Being here, and being part of this group, has been very important to me.  I’ve always thought that it was really important that I was challenged, because I have lots of strong opinions.  Something struck me as I was driving down today about how this group has worked, which is around the absence of challenge.  This has allowed me to realise that when I seek a challenge from people it’s been about proving something about myself or to myself, which is quite a pain really.  It is the absence of direct challenge that has made it challenging to be here at times.  It’s been challenging to put out bits of my own story and [being asked to find] the emotional bit that goes along with that.

                                                                                            Male group member

I think what sort of got it for me was last night travelling back from North East and as we were driving out of the city we went past a play area.  It was about 8.00pm at night, nice and warm and there were kids playing on the swings, slides and roundabouts and there was a guy sat there.  Before this group started I would have been sitting there thinking ‘what’s he doing, what is this about?’ and really having loads of negative stuff.  That didn’t enter my mind at all last night.

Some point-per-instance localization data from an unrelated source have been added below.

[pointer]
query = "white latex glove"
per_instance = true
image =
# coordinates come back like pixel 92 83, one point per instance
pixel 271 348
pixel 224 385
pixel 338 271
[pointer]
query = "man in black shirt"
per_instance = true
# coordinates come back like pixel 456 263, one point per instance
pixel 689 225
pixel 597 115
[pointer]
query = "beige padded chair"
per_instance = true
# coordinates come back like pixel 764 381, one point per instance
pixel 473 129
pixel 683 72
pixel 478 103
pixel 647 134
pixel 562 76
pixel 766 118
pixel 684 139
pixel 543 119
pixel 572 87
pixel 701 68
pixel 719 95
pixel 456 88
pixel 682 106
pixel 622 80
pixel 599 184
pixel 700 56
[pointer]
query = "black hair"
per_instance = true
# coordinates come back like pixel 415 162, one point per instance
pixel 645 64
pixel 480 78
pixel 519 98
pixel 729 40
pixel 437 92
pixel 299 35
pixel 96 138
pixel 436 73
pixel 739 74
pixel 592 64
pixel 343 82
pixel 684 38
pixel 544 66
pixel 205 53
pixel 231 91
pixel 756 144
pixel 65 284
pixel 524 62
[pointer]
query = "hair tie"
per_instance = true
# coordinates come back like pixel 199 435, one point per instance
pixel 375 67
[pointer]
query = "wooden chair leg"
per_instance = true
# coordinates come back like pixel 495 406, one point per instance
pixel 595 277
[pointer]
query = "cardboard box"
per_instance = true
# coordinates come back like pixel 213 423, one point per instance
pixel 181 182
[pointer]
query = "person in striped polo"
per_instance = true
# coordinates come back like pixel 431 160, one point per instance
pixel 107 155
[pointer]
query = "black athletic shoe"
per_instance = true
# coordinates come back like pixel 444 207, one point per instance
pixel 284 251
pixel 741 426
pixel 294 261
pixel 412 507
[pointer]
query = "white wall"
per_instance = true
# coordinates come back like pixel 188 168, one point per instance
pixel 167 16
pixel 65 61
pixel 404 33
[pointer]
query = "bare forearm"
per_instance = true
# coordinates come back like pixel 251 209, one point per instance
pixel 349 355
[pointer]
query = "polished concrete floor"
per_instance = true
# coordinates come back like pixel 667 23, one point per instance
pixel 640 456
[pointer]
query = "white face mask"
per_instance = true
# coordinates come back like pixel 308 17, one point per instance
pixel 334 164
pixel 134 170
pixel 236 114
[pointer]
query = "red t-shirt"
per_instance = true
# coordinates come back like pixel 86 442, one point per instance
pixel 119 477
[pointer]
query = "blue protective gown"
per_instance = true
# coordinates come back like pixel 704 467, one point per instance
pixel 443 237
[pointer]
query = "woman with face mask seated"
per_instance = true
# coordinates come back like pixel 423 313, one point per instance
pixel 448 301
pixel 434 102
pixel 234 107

I’ve really changed a lot and you have helped me with that.  The group’s helped me with that.  There are good people in this world and most of us are quite good and I think if I was on a plane tomorrow and it was hijacked or crashed we’d help each other.  People are relatively, intrinsically good.  I’ve literally halved what I am doing in my forensic work.  I’ve gone from 30 to 12 hours and got another job working with very different people.  I won’t be now sitting with offenders day in day out every minute and I wouldn’t have done that.  I wouldn’t have thought of doing that if I hadn’t come here.  I would have carried on thinking that ‘yeah, the world’s going to die, we are all going to get greenhoused to death’.

                                                                                              Male group member

Of the 44 people who took part in the first series of courses, two people were less positive about them, one more strongly than the other. For this latter person, she felt that her different perspective on life was seen as problematic for others. She felt she didn’t get as much as she would have liked out of the group.  The second series of courses which started in October 2006 on the whole are lasting for nine months rather than six and work to a three-hour time structure.

There is a lot of detailed analysis yet to be carried out on the transcripts.  In the meantime work is underway with colleagues to develop a second stage to the research which will aim to assess the impact of this work, not only on the lives of professional care-givers but also whether it has application in their professional work.

We are currently coming to the end of the second series of courses.  They will finish in June 2007.  In the meantime the first international conference on using extended attachment theory as a guide to working with adolescents and adults will take place in Cork at the end of May this year.  This will form the first step of a training programme for those interested in exploring ‘extended attachment theory and exploratory interest-sharing with peers’ and its application for working with adolescents and adults.